Our love only grew for each other with every appointment. We decided it was only right for us to tie the knot, so we started looking at venues and I even went dress shopping. We had told our families that we had decided on a date and visited a few places we really liked. Rich and I visited our OBGYN and she assured us that what was found during the anatomy scan was most likely nothing. On August 15th, Rich and I went to the first of many echocardiograms and over 100 images of our baby’s heart were taken. Eventually, we sat down with a pediatric cardiologist and she started to draw a picture of a heart and all the vessels. She started talking about the findings— dilated aorta, dilated pulmonary artery, dilated umbilical vein, PDA, VSD, ASD… and my world fell apart. I was uncontrollable and it all felt like a nightmare. Rich held me all while asking what all of this meant. We were told that our baby most likely had an extremely rare connective tissue disorder (CTD), but it could be a bicuspid value or idiopathic (these two weren’t as likely as CTD). I couldn’t process. I couldn’t get a word out. I cried and cried while Rich kept firing away with questions. We spent hours in the hospital that day, but little did we know this was just the beginning. The cardiologist advised us to consult with genetics and recommended an amniocentesis.

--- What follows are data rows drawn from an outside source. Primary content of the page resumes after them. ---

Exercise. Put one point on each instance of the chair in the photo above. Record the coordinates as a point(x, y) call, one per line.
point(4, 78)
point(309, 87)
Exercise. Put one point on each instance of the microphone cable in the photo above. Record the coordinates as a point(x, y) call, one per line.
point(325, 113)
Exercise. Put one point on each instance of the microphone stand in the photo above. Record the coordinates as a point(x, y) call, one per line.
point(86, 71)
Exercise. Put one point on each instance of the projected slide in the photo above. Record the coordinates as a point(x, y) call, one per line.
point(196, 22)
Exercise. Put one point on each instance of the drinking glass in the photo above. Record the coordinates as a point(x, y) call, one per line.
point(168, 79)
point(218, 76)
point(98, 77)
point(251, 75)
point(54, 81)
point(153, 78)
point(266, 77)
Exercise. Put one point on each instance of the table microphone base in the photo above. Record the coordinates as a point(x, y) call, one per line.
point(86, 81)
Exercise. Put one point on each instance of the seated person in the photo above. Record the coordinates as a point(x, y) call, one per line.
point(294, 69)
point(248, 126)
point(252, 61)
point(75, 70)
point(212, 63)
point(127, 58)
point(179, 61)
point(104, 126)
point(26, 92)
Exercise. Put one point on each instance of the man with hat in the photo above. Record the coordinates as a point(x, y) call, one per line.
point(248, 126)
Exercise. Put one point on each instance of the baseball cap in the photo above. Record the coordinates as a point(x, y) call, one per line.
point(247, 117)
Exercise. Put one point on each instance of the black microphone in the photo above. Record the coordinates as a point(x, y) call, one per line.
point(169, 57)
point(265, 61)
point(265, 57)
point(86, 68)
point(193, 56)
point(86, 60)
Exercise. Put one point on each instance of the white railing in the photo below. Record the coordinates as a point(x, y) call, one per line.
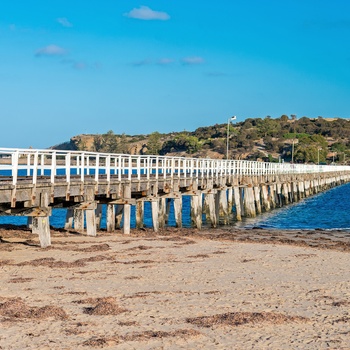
point(62, 165)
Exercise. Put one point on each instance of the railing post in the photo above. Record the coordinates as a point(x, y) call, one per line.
point(97, 167)
point(53, 167)
point(14, 166)
point(82, 167)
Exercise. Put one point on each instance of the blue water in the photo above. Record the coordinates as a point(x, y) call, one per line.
point(327, 210)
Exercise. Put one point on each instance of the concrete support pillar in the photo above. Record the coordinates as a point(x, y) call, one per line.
point(265, 198)
point(127, 210)
point(229, 201)
point(285, 193)
point(110, 217)
point(167, 211)
point(237, 202)
point(155, 215)
point(257, 199)
point(272, 190)
point(307, 188)
point(196, 210)
point(29, 222)
point(79, 220)
point(41, 226)
point(210, 198)
point(301, 189)
point(119, 209)
point(69, 219)
point(295, 191)
point(98, 216)
point(162, 212)
point(278, 194)
point(139, 214)
point(223, 207)
point(90, 222)
point(178, 211)
point(249, 202)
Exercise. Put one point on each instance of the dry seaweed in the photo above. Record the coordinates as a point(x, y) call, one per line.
point(15, 308)
point(241, 318)
point(104, 306)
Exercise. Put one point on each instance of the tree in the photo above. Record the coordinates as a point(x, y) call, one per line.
point(154, 144)
point(110, 142)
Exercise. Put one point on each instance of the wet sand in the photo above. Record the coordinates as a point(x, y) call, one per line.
point(179, 289)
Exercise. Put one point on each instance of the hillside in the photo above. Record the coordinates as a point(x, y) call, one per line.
point(305, 140)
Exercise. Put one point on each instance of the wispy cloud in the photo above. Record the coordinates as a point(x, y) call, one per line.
point(77, 65)
point(216, 74)
point(165, 61)
point(64, 22)
point(51, 50)
point(192, 60)
point(140, 63)
point(147, 14)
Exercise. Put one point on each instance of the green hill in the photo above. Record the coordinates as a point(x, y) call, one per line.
point(305, 140)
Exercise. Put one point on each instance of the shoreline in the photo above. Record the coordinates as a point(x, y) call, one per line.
point(180, 288)
point(316, 238)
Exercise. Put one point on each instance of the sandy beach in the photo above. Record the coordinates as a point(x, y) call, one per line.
point(179, 289)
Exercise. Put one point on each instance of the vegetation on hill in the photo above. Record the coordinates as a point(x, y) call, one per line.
point(286, 139)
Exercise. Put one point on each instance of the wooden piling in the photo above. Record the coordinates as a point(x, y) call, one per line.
point(139, 214)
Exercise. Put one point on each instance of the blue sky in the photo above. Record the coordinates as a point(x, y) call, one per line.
point(69, 66)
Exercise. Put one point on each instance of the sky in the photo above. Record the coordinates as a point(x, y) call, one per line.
point(70, 67)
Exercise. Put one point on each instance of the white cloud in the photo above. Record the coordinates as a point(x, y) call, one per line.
point(165, 61)
point(147, 14)
point(143, 62)
point(51, 50)
point(64, 22)
point(79, 65)
point(192, 60)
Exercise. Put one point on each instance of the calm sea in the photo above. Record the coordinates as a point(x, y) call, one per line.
point(327, 210)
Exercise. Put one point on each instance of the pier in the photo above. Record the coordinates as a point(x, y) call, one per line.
point(33, 182)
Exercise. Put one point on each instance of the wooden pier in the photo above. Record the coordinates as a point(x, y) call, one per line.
point(32, 182)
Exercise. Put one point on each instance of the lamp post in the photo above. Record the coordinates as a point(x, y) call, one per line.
point(229, 120)
point(318, 155)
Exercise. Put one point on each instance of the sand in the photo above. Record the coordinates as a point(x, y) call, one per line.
point(180, 289)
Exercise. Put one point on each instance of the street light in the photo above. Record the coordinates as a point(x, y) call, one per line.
point(318, 155)
point(229, 120)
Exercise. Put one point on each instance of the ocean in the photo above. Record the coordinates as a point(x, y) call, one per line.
point(328, 210)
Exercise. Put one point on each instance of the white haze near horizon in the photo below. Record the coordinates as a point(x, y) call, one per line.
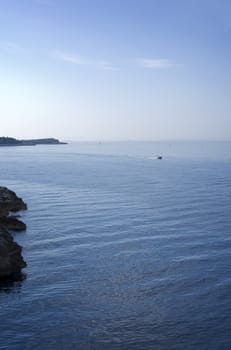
point(104, 70)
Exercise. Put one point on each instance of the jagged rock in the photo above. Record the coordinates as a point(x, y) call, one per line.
point(11, 260)
point(9, 201)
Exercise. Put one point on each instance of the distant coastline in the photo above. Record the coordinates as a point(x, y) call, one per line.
point(11, 141)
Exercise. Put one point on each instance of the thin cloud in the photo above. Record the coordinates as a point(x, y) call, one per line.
point(80, 60)
point(44, 2)
point(12, 48)
point(156, 63)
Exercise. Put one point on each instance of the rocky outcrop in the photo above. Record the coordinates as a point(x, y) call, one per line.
point(11, 260)
point(11, 141)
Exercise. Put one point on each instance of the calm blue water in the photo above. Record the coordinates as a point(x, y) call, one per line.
point(124, 251)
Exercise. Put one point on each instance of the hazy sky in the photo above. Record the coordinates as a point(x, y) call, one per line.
point(115, 69)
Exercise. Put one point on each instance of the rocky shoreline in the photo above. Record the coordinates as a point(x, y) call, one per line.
point(11, 260)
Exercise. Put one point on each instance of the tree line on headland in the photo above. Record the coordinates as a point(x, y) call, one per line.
point(11, 141)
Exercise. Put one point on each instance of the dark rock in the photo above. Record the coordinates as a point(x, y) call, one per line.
point(11, 260)
point(9, 201)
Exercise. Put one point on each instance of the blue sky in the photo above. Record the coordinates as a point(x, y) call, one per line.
point(115, 69)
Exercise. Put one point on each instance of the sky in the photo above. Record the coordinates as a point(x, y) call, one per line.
point(115, 69)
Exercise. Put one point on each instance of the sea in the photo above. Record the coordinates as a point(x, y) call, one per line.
point(123, 250)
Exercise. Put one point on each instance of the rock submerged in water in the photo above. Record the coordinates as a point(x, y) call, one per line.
point(11, 260)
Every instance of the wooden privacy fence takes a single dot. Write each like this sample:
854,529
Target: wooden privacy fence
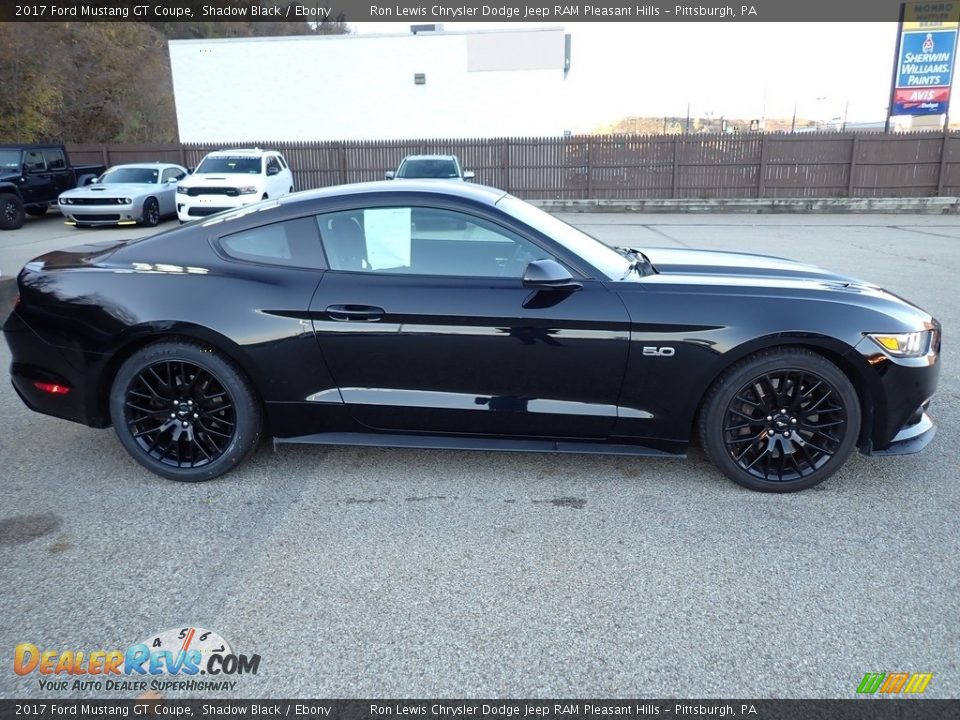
628,167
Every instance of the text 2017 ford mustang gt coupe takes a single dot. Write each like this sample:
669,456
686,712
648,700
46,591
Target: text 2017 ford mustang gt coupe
430,315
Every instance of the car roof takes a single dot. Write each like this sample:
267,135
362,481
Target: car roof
147,165
467,191
430,157
252,152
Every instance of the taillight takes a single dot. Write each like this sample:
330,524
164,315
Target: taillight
52,388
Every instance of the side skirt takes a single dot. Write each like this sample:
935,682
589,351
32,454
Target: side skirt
440,442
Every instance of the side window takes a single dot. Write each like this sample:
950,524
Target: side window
54,158
33,161
424,241
172,174
293,243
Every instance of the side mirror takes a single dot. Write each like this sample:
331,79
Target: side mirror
549,275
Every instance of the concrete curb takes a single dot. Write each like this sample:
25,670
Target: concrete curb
924,206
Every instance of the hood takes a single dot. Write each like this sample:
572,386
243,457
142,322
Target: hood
112,190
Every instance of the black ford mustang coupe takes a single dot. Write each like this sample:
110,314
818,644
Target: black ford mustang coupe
434,315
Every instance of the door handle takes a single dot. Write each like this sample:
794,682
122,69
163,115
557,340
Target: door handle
356,313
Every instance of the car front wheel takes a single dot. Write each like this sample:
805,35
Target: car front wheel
184,411
151,213
780,421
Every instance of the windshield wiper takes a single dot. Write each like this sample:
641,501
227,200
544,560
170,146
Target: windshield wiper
639,262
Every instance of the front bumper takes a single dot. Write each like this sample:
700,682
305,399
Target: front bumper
191,207
112,214
911,438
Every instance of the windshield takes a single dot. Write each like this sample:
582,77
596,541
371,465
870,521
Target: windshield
10,158
231,164
604,258
130,175
428,168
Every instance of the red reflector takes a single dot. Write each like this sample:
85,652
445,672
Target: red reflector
51,388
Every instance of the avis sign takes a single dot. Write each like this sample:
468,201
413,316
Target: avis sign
928,47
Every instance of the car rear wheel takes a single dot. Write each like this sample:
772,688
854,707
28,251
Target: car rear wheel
184,411
780,421
11,212
151,213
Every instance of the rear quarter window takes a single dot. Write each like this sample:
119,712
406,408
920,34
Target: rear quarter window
293,243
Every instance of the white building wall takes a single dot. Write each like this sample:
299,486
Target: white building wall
362,87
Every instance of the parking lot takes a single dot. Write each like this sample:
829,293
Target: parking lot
359,572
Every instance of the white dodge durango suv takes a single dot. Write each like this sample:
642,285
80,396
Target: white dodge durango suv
227,179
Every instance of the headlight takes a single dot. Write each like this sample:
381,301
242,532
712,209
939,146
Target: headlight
915,344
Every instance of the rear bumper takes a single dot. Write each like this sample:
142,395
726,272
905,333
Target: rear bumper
35,360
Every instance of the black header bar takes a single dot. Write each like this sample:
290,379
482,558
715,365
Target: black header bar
514,709
453,11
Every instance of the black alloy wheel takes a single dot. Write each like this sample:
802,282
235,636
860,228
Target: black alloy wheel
184,411
781,421
151,213
11,212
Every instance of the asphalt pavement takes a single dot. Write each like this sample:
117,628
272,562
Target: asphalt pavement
357,572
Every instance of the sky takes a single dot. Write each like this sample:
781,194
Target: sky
734,70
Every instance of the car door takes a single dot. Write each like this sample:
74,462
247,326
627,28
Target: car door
426,326
276,183
36,185
167,191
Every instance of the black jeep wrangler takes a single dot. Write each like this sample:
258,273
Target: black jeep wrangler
33,176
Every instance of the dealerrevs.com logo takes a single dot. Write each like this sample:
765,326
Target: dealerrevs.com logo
894,683
168,661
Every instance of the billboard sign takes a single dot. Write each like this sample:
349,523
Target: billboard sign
926,57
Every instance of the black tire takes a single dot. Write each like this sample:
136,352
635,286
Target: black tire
780,421
215,423
11,212
151,213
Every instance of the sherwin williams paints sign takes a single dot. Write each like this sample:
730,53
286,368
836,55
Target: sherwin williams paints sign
926,57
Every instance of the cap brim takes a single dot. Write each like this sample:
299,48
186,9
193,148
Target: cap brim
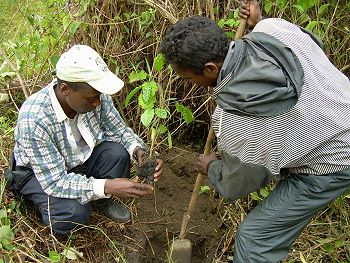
110,84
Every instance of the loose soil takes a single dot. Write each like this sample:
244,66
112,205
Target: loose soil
155,224
157,218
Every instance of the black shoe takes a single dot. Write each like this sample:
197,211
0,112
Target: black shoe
116,212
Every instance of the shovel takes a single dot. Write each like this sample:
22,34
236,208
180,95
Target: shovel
181,248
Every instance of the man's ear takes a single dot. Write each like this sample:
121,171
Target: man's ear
211,69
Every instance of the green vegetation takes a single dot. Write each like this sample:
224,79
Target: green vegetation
155,103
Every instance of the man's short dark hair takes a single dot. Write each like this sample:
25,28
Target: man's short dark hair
194,41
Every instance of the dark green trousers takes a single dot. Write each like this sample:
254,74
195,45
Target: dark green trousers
269,231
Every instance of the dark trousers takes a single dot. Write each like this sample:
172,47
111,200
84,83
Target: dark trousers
108,160
269,231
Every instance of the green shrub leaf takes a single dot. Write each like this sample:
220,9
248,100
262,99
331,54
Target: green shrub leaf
161,113
130,95
159,62
54,256
137,76
147,117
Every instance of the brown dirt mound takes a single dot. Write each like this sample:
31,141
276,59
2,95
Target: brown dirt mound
157,218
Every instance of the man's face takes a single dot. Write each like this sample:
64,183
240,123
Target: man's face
206,79
82,100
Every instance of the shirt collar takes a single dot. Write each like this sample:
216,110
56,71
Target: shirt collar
60,115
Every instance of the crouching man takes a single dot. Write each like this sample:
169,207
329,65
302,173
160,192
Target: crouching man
72,148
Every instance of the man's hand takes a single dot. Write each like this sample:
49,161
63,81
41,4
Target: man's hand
139,155
126,188
250,10
141,158
159,170
202,162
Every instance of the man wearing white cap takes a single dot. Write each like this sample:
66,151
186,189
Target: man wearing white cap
72,147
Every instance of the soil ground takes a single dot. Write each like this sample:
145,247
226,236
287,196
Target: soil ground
157,218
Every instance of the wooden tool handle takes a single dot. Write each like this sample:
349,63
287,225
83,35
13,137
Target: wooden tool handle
197,186
240,29
187,216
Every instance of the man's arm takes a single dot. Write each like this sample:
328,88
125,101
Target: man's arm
49,165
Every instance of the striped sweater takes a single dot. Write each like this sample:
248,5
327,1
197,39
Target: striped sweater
312,137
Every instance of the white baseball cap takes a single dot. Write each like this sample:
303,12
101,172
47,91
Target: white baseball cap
83,64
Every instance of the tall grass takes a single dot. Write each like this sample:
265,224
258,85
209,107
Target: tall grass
127,34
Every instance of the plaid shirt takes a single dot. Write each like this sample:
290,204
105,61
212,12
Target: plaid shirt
43,142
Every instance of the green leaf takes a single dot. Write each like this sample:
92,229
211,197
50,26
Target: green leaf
5,231
153,134
84,4
329,248
3,213
161,113
54,59
339,243
255,196
72,253
170,141
230,34
186,113
74,26
147,117
159,62
264,192
10,246
149,90
54,256
137,76
204,189
299,8
323,8
282,3
146,93
162,129
145,105
304,18
325,240
4,97
230,22
311,25
307,4
66,21
267,7
130,95
221,23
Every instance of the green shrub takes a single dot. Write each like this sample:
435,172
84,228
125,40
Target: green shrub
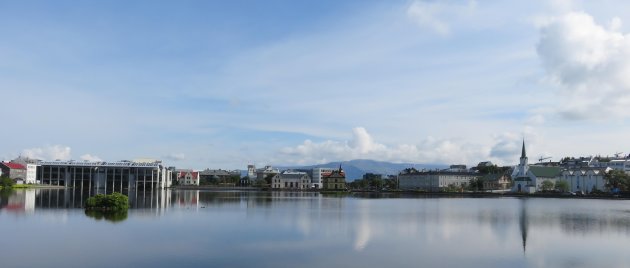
112,202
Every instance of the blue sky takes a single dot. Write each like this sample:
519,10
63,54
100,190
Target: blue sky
221,84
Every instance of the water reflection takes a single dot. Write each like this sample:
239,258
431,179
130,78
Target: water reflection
523,223
277,229
114,217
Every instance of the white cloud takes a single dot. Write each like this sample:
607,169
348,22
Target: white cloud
589,62
54,152
363,146
435,15
91,158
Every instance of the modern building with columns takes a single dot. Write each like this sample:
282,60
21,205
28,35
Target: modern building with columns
105,177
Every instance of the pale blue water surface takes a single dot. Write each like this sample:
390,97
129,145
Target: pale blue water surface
190,228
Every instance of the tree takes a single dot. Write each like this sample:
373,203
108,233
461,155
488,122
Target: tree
111,202
618,179
475,184
6,182
547,185
562,186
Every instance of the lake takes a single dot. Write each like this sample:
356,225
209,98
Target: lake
192,228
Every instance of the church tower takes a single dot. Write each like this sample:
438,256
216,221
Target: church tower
523,165
522,180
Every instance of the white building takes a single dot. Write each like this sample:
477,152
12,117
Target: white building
105,176
291,180
31,174
263,173
585,179
187,177
529,179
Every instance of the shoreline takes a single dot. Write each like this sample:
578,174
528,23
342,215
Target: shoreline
411,193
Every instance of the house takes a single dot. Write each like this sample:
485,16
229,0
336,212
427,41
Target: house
187,177
498,181
336,180
15,171
295,180
264,174
220,176
529,179
435,180
585,179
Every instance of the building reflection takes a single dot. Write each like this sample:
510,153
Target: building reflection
523,223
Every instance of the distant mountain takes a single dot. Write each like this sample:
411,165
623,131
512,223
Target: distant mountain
356,168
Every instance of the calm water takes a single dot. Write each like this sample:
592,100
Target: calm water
41,228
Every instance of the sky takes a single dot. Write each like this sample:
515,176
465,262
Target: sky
223,84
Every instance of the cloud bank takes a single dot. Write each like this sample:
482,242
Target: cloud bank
429,150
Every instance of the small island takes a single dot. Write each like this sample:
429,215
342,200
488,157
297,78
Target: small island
115,202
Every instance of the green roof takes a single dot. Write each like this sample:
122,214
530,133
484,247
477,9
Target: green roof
546,172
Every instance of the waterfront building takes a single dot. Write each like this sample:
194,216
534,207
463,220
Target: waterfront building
317,176
585,179
336,180
251,172
15,171
529,179
435,180
218,175
187,177
266,172
291,180
498,181
105,176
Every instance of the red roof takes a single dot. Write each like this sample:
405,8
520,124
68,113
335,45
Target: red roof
13,165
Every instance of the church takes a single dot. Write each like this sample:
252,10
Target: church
529,179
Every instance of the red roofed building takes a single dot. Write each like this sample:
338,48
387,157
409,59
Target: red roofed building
187,177
14,171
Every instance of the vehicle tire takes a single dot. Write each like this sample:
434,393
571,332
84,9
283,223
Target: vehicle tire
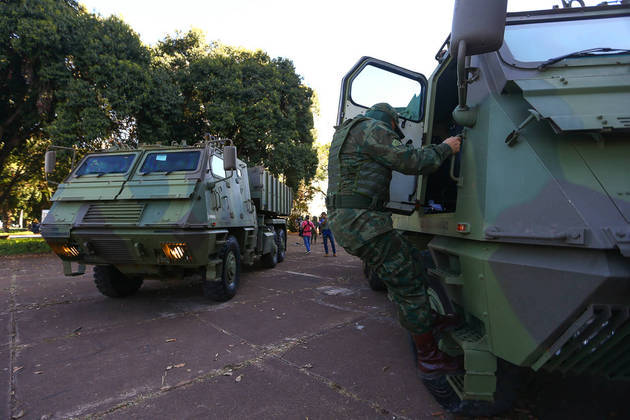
281,241
224,288
507,374
445,395
373,279
111,282
270,260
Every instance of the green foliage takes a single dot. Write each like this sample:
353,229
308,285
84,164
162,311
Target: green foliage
23,246
259,102
68,77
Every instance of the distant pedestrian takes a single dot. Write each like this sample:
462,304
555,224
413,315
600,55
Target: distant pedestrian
307,229
324,229
314,233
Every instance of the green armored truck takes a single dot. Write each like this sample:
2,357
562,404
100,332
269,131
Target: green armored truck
167,212
528,227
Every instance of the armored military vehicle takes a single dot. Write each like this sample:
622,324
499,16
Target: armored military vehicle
527,228
167,212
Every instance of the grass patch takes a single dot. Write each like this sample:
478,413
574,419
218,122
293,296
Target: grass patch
23,246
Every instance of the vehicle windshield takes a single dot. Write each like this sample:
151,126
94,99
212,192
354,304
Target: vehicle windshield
533,42
170,161
106,164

A few days later, my mom suggested I go talk to an adult cardiac surgeon she works with. She wanted me to understand what we were getting ourselves into. He sat me down and told me put a lot of thought about keeping my baby. He said he treats adults with heart diseases and the life they live, if any, is very difficult. I broke down and when Rich saw me, he knew I was a mess. The car ride home was quiet and so were the next three weeks. As soon as we got home, we laid in bed and just cried until eventually we both fell asleep.